3b) "Does the person-plant who now develops have a right to the use of your house?" Our laws already reflect personal accountability for unintentional results or damages. If we speed and unintentionally cause an accident, we are liable to pay for those damages, even if the accident was unintentional. Why? Because we are responsible for our actions which we know will raise the possibility of an accident. The other party who incurred the damages caused by us has a definite right to our money. Similarly, anyone who engages in consensual sex, even with contraception, knows they are raising the possibility of conceiving an unborn human being who will need the woman's body. This analogy is demeaning to women in that it treats women as naive children and gives no credit to her understanding of how sex and pregnancy are clearly and explicitly related.

 

In conclusion, all of Jarvis' false analogies require us to completely discard a societal norm: parental responsibility. One must wonder how Jarvis concluded her analogies were genuine.

 

Her biographies show having no children of her own, which might explain why her examples lack any understanding of the concept of parental obligations. If any adult has any doubts about parental responsibility, a personal experience with parenthood ought to immediately vaporize any remnant of those self-serving doubts.
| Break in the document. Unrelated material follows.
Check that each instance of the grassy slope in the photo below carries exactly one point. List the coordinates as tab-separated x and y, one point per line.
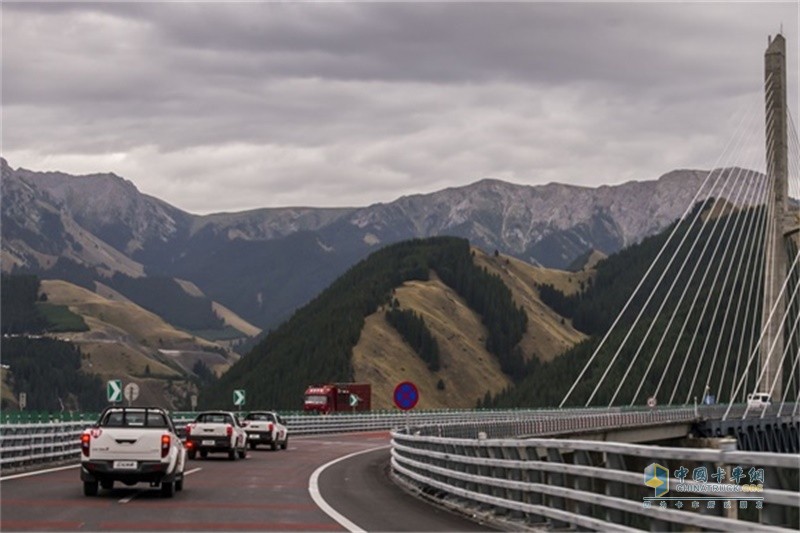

Also, Jarvis' own mother died when she was six - an undoubtedly very impactful event in her life and another possible factor in the forming of her views. The early years of childhood are specifically referred to as the "formative years" for a reason.

 

In any case, we can be thankful for our laws which reflect the values of our society, and which are full of parental obligations: laws on child endangerment, child neglect, child abandonment, child support, etc... without which we would have no societal order.